117G /home/seg/models/GLM4.6V

122G /home/seg/models/Qwen3.5-122B-Q8

137G /home/seg/models/Devstral2-123B

140G /home/seg/models/MistralMedium3.5-128B

151G /home/seg/models/Step3.5-Flash

153G /llmzoo/models/DeepSeek-V4-Flash-Q4_X.gguf

184G /home/seg/models/MiniMax-M2.7-Q6

205G /home/seg/models/Qwen3.5-397B-Q4

227G /home/seg/models/MiniMax-M2.7-Q8

[-]

jon23d@reddit

I use Minimax m2.7 and love it

[-]

Technical-Earth-3254@reddit

Personally, I would go for DS V4 Flash. Didn't try it locally due to being GPU poor, but via API it's great.
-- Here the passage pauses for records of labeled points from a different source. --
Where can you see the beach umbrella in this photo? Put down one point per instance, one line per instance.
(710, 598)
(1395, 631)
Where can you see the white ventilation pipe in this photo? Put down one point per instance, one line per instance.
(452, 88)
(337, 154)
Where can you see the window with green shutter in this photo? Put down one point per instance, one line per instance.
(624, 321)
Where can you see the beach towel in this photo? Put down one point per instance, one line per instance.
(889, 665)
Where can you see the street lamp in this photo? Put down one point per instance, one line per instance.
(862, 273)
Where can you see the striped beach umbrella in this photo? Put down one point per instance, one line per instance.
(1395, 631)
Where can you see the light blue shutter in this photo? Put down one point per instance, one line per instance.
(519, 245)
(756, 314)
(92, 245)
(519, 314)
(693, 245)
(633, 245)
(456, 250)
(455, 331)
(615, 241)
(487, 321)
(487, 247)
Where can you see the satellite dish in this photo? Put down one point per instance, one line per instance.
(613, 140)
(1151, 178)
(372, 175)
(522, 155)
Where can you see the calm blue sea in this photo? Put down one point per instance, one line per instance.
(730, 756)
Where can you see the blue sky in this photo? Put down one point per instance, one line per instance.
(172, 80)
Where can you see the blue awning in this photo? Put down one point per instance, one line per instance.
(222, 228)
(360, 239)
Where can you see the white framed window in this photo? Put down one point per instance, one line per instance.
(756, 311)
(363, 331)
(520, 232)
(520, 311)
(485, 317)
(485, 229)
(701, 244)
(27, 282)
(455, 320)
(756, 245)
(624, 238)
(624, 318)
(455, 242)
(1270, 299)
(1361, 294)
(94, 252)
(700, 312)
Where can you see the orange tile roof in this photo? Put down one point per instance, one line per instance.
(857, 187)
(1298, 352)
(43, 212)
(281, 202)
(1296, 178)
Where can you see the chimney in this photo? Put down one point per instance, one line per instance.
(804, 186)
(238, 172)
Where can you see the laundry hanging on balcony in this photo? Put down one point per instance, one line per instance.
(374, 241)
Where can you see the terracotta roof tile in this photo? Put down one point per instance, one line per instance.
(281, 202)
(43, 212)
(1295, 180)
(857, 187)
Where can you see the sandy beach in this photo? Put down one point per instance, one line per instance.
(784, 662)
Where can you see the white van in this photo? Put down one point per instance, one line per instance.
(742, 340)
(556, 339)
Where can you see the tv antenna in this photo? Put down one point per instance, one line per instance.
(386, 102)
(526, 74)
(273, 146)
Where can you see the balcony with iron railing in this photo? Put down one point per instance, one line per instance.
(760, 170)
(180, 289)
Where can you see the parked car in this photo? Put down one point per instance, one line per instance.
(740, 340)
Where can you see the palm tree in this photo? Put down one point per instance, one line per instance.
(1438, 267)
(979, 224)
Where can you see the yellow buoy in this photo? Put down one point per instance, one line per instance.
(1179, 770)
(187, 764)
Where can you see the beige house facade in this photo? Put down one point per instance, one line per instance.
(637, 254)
And native precision is around 200GB.

[-]

Ariquitaun@reddit

Seconded, not a great thinking model, but it's very effective if given a plan that's detailed enough.

[-]

Yorn2@reddit

Using lukealonso/MiniMax-M2.7-NVFP4 here with two RTX PROs and running it around 160 GB VRAM. I have plenty enough headroom to fit in a comfy instance and TTS this way, though I often find I prefer running another LLM (Qwen or Gemma) in the available space for testing/benchmarking.

[-]

annodomini@reddit

MiniMax M2.7 works out pretty nicely, it even works reasonably on my Strix Halo system at UD-IQ3_XXS, I'm sure it would be even better at a much less aggressive quant.

Other options might be Deepseek V4 Flash and Qwen 3.5 397B A17B.

[-]

DataGOGO@reddit

Minimax 2.5 / 2.7

[-]

Professional-Bear857@reddit

I'm using deepseek V4 flash with the 35b qwen model as an alternative, using around 200gb of vram. Otherwise a quant of qwen 397b or 122b or the older qwen 235b is pretty good.